Au lendemain de la victoire des indépendantistes aux élections catalanes, deux chiffres sont à analyser. Tout d'abord la majorité absolue : en obtenant 72 des 135 sièges du Parlement catalan les partis séparatistes, Junts pel Si (Ensemble pour le Oui, une coalition de gauche et de droite) et CUP (Candidature d'union populaire, gauche radicale), ont imposé leur calendrier. Artur Mas, le président sortant de la Généralité de Catalogne avait promis la mise en place d'"une feuille de route" de 18 mois : 10 mois pour rédiger une Constitution, et 8 mois pour que le parlement catalan déclare l'indépendance de façon unilatérale. Junts pel Si et CUP ont obtenu assez de sièges pour mettre en place ce plan.
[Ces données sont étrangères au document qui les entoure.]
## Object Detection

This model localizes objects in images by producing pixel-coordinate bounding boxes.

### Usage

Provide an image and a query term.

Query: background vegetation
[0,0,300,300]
Grâce à leur majorité absolue au Parlement, les séparatistes pourront mettre en exécution leur plan.
Majorité en sièges mais pas en voix
Madrid oppose à cette majorité absolue, la majorité des voix. Les deux partis indépendantistes ont obtenu 48,6% des suffrages. Les unionistes (le PP, le PS, Ciudadanos) revendiquent donc la victoire du non à l'indépendance. Mais ils englobent dans leurs calculs le résultat obtenu par la coalition CAT Si que es Pot (La Catalogne, Oui c'est possible, coalition comprenant Podemos). Or, ce parti qui prône la stratégie du ni-ni, ni pour l'indépendance, ni pour le statu quo, près de 9% des voix. Difficile donc de savoir quel est la proportion exacte des pro et anti indépendance.
La Catalogne, quatrième économie de la zone euro
La participation exceptionnelle a atteint 77 %, dépassant de 10 points celle du dernier scrutin régional en 2012, un record pour ce genre de vote dans la région. Artur Mas s'est donc targué d'être parvenu à transformer ce scrutin en plébiscite. Quel que soit l'interprétation du résultat, ce scrutin fait entrer l'Espagne dans une zone de fortes turbulences, à trois mois des élections législatives. D'autant que le gouvernement a prévenu qu'il agirait contre tout acte "illégal" du gouvernement régional. Mais ce résultat est un nouveau revers pour Mariano Rajoy. Le chef du gouvernement conservateur s'était impliqué personnellement dans la campagne, plaidant pour une "Espagne unie", et avertissant les Catalans qu'en cas d'indépendance unilatérale, ils risquaient l'exclusion de l'Union européenne, une explosion du chômage, et l'effondrement des retraites. Malgré ses efforts, son Parti Populaire a perdu huit sièges, tombant de 19 à 11.
Si la Catalogne s'en allait, elle emporterait avec elle un cinquième du PIB de l'Espagne, quatrième économie de la zone euro, et un quart de ses exportations. L'éventualité a inquiété banquiers et entrepreneurs, qui ont invité Madrid et Barcelone à reprendre le dialogue.